I teach and practice Satyananda yoga and consider myself one of Swami Satyananda Saraswati’s disciples. It’s a kind of yoga that I learned to practice in a closed environment – in an ashram, and as you can probably tell, I don’t live in an ashram. I found ways to combine my life experiences with this kind of yoga, to develop tools that I find helpful in our day-to-day lives. I also believe in yoga practice that tends to be a bit slower than the norm, so that we can take the time to observe and breathe in the pose; and then to feel the difference between when we are in the pose and once we have left it. I think that this way my students can feel a difference in their sense of “being” after a relatively short period of time.

What does it take to be a Yogi? What does being a Yogi mean to you?
I see myself first as a person. Swami Satyananda Saraswati once said, and I paraphrase, “The only differece between a Guru and the person cleaning the street is awareness”. I am not a Swami or a Guru. Maybe one day I will reach that level of awareness, I’m not sure. What I do know is that I have dedicated my life to yoga and decided to share my experiences with everyone around me, and for me, that’s what being a yogi is all about.

If I want to be a yogi and dedicate my life to Yoga, do I have to give up my life as I see it now?
Absolutely not. Swami Niranjananda Saraswati was asked this question. It’s actually a really common question. He said, and again I’m paraphrasing, “We do not need to give up our current life to adopt a yogic lifestyle. We can say a few mantras in the morning, perform a few stretches during the day and then meditate before we go to sleep. What we do in between is up to us.”

If I want to know more about yoga, what should I do first?

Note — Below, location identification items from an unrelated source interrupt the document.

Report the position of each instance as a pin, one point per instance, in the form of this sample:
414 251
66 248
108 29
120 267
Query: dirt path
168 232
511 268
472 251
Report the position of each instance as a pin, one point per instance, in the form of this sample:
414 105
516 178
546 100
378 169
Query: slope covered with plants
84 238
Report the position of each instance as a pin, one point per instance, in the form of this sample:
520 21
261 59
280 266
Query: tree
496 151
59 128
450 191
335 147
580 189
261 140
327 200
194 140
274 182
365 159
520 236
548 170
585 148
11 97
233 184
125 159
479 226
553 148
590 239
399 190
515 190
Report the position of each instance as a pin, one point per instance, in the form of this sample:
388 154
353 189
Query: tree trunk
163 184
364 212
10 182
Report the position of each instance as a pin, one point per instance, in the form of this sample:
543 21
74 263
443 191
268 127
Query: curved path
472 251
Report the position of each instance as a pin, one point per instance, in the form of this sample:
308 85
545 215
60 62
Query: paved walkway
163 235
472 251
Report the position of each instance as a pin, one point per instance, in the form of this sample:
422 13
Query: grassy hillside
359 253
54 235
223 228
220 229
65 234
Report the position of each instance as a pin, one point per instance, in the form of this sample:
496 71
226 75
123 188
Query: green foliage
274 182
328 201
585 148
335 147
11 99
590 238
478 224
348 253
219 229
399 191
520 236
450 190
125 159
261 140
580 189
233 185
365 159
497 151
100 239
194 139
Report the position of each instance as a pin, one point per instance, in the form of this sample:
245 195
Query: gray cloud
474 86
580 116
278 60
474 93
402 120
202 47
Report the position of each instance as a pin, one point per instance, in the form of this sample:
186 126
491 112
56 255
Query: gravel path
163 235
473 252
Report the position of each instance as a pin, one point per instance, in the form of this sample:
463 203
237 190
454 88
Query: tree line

You can read books, attend lectures and search online. There are many ways to expand your knowledge of yoga, but if you truly want to grow as a person and be able to attain more strength and balance, there’s only one thing you should be focusing on at this point, and that’s simply – practice.

AtmaSanyam, maybe just one more question, if that’s OK with you. Do you have any plans for the future?

[AtmaSanyam looked very sincere and focused, it seemed like a fresh breath of air brought joy to every part of his body]

All I know for sure is that I can’t wait to see where I’ll find myself next.